私のこと嫌ってるからって、無理難題を押し付けてこないでほしい、、
「皇后陛下。具体的にはどのようなことをすればよろしいのでしょうか。」
「そんなもの自分の頭で考えなさい。あなた、フェリエンテール学園の首席入学者なのでしょう?それくらいの頭脳、持っているのではなくて?」
イラッ
「そうですね。しかし私の頭脳はドレス方面には疎いようです。皇后陛下の直のアドバイスを聞きたいものです。」
「そう、、仕方ないわね、考えられないようじゃあなたには無理だわ。私が特別にお教えしましょう。」
「ありがとうございます。」
「まず、その髪。髪を切ってショートにしなさい。そして、アクセサリーは、、そうね、赤いものにしたら?ふふっ」
、、、はぁ?
いや、本当にあんた皇后かよ、いや、貴族かよ?!
ショートを貶すわけでは毛頭ないよ?!
前世はショートだってたくさんいたし、可愛い子だってたくさん!
でも、この世界は見たところ、ヘアアクセサリーや花を差し込むために、ほぼ全ての夫人、令嬢がロング。

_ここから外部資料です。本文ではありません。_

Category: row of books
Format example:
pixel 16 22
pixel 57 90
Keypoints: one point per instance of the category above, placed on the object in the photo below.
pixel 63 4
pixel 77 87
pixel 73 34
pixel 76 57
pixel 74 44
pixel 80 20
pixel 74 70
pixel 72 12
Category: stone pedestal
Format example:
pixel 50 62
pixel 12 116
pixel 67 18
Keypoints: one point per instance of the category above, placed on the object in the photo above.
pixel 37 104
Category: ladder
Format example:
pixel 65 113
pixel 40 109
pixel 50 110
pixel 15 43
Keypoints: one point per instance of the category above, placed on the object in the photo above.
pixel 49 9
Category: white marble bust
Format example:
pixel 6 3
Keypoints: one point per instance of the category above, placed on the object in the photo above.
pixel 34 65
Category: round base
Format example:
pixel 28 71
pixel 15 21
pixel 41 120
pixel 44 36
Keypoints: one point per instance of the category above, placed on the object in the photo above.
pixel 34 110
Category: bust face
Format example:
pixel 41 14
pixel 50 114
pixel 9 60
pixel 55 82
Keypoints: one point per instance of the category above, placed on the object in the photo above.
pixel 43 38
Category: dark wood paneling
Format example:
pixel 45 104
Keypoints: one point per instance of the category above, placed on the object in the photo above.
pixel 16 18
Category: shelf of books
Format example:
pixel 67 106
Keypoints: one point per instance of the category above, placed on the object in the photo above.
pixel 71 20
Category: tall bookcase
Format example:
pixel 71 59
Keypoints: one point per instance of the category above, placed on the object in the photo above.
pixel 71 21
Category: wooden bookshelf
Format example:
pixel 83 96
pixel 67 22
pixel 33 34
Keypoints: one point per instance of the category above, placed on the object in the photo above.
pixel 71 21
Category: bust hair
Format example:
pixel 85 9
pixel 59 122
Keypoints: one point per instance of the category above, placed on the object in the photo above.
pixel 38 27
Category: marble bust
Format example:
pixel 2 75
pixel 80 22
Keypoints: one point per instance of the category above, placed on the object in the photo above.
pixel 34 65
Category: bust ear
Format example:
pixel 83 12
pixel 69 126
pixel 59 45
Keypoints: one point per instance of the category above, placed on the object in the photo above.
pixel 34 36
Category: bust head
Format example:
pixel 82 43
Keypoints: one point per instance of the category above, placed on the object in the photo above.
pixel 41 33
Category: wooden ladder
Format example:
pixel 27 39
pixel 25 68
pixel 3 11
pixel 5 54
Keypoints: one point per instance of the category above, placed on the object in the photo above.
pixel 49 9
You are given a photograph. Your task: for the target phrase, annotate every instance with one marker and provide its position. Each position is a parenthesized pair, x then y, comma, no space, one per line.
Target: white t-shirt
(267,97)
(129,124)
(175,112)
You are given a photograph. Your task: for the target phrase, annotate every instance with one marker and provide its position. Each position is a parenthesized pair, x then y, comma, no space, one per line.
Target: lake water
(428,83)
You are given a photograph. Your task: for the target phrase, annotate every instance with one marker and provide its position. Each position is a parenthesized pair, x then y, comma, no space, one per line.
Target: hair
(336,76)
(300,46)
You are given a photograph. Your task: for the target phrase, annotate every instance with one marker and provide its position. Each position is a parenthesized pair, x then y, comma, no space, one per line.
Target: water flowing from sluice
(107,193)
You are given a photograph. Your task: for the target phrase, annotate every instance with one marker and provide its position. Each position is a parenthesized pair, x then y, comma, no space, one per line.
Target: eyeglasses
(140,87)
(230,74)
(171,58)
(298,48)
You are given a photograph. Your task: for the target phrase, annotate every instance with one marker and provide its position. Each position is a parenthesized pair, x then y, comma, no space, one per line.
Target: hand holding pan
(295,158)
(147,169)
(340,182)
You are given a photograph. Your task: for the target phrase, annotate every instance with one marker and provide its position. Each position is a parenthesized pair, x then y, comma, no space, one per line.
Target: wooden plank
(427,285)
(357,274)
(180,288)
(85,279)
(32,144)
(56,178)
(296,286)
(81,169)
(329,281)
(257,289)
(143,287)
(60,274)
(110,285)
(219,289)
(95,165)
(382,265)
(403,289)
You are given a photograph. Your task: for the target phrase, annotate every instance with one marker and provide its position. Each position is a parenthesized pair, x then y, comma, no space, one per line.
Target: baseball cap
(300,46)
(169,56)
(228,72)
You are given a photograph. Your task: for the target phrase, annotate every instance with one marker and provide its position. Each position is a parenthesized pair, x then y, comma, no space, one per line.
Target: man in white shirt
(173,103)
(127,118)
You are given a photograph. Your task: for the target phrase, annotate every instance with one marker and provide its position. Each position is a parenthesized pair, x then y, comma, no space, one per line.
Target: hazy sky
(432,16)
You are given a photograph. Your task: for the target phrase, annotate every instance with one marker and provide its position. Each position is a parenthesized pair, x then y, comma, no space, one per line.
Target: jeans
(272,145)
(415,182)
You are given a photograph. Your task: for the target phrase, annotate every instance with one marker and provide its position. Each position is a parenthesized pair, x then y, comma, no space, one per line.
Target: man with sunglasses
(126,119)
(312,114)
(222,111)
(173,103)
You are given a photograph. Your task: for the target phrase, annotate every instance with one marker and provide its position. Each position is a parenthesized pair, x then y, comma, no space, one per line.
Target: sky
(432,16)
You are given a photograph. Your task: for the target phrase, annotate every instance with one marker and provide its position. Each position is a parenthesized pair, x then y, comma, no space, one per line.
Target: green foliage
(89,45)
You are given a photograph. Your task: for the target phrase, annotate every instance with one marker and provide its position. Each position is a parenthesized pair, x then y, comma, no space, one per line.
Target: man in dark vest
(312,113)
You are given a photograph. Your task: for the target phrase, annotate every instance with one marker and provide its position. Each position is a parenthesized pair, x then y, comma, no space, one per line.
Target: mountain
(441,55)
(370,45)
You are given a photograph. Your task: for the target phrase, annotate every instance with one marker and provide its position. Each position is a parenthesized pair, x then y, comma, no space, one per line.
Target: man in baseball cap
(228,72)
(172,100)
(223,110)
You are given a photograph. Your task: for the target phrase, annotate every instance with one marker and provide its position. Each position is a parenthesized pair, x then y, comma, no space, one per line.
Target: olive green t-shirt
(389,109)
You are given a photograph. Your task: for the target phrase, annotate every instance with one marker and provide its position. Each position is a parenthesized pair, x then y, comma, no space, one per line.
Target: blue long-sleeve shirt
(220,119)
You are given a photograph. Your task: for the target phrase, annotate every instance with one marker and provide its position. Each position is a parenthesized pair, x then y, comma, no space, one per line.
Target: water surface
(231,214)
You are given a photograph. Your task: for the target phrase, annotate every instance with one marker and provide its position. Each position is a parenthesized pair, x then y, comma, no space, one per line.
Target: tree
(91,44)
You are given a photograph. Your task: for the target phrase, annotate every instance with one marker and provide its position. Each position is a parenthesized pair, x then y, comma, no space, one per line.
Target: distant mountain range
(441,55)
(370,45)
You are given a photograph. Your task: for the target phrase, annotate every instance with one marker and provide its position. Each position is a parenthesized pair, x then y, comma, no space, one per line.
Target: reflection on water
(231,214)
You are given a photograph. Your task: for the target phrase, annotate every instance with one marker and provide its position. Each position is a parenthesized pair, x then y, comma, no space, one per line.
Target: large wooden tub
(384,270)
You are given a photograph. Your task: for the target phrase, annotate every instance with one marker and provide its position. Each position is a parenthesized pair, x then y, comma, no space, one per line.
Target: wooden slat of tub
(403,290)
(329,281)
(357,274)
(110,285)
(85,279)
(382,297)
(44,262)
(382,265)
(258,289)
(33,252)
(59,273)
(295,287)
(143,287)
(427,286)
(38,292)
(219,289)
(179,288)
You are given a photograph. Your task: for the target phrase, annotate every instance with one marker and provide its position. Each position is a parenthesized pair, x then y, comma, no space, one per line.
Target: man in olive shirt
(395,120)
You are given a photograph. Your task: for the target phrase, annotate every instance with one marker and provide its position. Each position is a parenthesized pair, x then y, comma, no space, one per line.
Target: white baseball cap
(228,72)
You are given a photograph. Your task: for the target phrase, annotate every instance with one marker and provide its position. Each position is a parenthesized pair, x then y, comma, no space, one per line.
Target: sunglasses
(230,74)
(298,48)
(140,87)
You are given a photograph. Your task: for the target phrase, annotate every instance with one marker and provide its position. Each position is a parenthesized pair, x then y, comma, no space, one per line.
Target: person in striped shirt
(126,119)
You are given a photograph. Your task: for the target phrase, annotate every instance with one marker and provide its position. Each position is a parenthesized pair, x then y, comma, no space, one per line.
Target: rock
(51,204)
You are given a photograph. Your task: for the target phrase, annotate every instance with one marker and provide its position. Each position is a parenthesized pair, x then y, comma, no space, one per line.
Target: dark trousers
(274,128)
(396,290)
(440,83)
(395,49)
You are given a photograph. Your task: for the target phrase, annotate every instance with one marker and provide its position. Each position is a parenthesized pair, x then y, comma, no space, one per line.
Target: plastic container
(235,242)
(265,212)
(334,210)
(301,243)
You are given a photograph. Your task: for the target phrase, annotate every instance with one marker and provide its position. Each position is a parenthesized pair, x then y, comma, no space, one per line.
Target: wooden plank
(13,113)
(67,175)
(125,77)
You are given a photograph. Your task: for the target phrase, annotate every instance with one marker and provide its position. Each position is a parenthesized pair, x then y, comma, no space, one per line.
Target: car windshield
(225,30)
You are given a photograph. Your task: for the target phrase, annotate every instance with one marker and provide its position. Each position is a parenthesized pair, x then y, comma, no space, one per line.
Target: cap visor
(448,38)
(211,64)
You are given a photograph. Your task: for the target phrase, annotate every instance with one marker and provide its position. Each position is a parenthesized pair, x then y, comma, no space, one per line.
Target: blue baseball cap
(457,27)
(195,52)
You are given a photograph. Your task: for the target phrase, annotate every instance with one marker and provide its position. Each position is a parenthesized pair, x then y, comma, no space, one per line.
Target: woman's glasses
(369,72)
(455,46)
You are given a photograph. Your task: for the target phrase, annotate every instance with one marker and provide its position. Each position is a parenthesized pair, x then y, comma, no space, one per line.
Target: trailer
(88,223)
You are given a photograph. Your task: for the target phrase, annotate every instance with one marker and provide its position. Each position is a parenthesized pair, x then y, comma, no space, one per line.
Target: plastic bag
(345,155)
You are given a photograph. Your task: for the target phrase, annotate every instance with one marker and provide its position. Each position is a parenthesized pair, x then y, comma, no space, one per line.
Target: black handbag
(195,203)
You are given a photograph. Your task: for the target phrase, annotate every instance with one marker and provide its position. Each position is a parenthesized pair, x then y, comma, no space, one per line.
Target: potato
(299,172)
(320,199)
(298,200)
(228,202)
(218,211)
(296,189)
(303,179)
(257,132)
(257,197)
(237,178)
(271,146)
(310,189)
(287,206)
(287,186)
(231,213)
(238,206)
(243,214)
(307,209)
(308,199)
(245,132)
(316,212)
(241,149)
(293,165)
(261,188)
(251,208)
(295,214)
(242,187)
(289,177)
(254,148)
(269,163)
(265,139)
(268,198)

そんなところでショートにしたら、、私、社交界で何を言われるのかしら。
しかも、さっき私には華美なものが合わないって言ったくせに、アクセサリーを赤いものにしろって?!
私の髪の毛は薄いブロンドだし、瞳の色は薄い水色。
赤色のアクセサリーをつけたら、皆、そこに目がいってしまうわ。
、、、私のことが気に入らないからって、こんなこと言う人の言うことなんて聞いてられないわ。
「申し訳ございませんが、、それはできかねます。」
「つい先ほど、私の言ったことは全て必ず従いなさいと言ったけれど、、もうお忘れ?」
「いいえ、勿論覚えております。しかし、私には似合わないでしょう。」
「似合わないものも上手に着こなすのが皇后、、いえ、貴族の女性ですわ。自分に合ったものばかりつけていても、社交界に影響を与えることなどできない、そう思いませんの?」
、、、まぁ、確かにそれは一理ないわけではないが。
はいはい、分かりましたよ。
今の私は前世と違って地味な顔じゃないから、もしかしたら似合わないと思ったものでも似合うかもしれない。
そんで、皇后陛下を驚かす!
華美なアクセサリーだって着こなしてみせるわ。